The billing application that we wrote for a client works like that more or less.
User wants to change prices, they select the products, set the effective time of the price change, set the new price, and the application save that to the pricing table in the DB.
Prices generally change daily and are effective from 6pm to 5:59pm, but can change at anytime with new effective times.
When invoices are generated, it queries the time of purchase from the transaction and then compares to the pricing table to find out which price to bill.
-
@scottalanmiller said in Need a DB option for archiving ecommerce data:
What we use in finance is called a "tick" system. A column (this could be its own table in an RDBMS, or it could be stored in something like Redis) that stores changes over time. It would only need to record the product, datetime and price.

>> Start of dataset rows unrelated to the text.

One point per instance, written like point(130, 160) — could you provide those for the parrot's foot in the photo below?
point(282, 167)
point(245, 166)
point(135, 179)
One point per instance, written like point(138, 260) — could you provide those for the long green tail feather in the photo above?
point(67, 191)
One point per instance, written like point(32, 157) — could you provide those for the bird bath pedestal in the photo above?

So would I store the entire product "row" but with the added time stamp? Or would this just be the product ID with the single field and date stamp? Essentially just 3 or 4 columns for every single historical change?

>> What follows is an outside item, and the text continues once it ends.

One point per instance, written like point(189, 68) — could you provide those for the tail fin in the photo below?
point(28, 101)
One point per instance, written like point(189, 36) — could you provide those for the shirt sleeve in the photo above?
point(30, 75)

If I store the entire row with all it's columns, there would be a lot of columns of empty data. If I store just ONE field that has a change, then the table as a whole would increase a lot in row count.
Either way I would have to pull every record matching an ID and parse out the history of each field. Not sure which method would be most performant or efficient.
-
@guyinpv said in Need a DB option for archiving ecommerce data:
So would I store the entire product "row" but with the added time stamp? Or would this just be the product ID with the single field and date stamp? Essentially just 3 or 4 columns for every single historical change?
Store the product "row" but do not store the price with it. Store that in a separate column. Then do a lookup against the product ID and time to coordinate the two.
-
@guyinpv said in Need a DB option for archiving ecommerce data:
If I store the entire row with all it's columns, there would be a lot of columns of empty data. If I store just ONE field that has a change, then the table as a whole would increase a lot in row count.
Anytime that that will or might happen, it tells you that you should have another table, in the relational database world.
-
@guyinpv said in Need a DB option for archiving ecommerce data:
Either way I would have to pull every record matching an ID and parse out the history of each field. Not sure which method would be most performant or efficient.
Only one method is even considered valid Never let nulls exist in a relational database.
-
I still think something more like an object store makes more sense than relational.
product = { pid = 12345, description = { [20160403, "Some long description"], [20160513, "Some long description2"], [20160821, "Some long description3"], }, otherfield = { [20150414, "field value"], [20150414, "field value"], } ... }
This way, the entire product is still one record, but all those dated changes are just in sub objects and arrays. Seems more logical somehow than relational. I guess I'll have to play around with both ideas.
-
Nothing illogical about the relational, in fact, it's a "relationship" and exactly the kind of thing that relational databases are designed for. And since it is ecommerce data, it fits very, very much into the wheelhouse of relational. I'd argue that you are actually demonstrating the very use case that is where relational actually makes sense, rather than one where it doesn't.
-
@scottalanmiller said in Need a DB option for archiving ecommerce data:
Nothing illogical about the relational, in fact, it's a "relationship" and exactly the kind of thing that relational databases are designed for. And since it is ecommerce data, it fits very, very much into the wheelhouse of relational. I'd argue that you are actually demonstrating the very use case that is where relational actually makes sense, rather than one where it doesn't.
Yes, this is very much a relational design.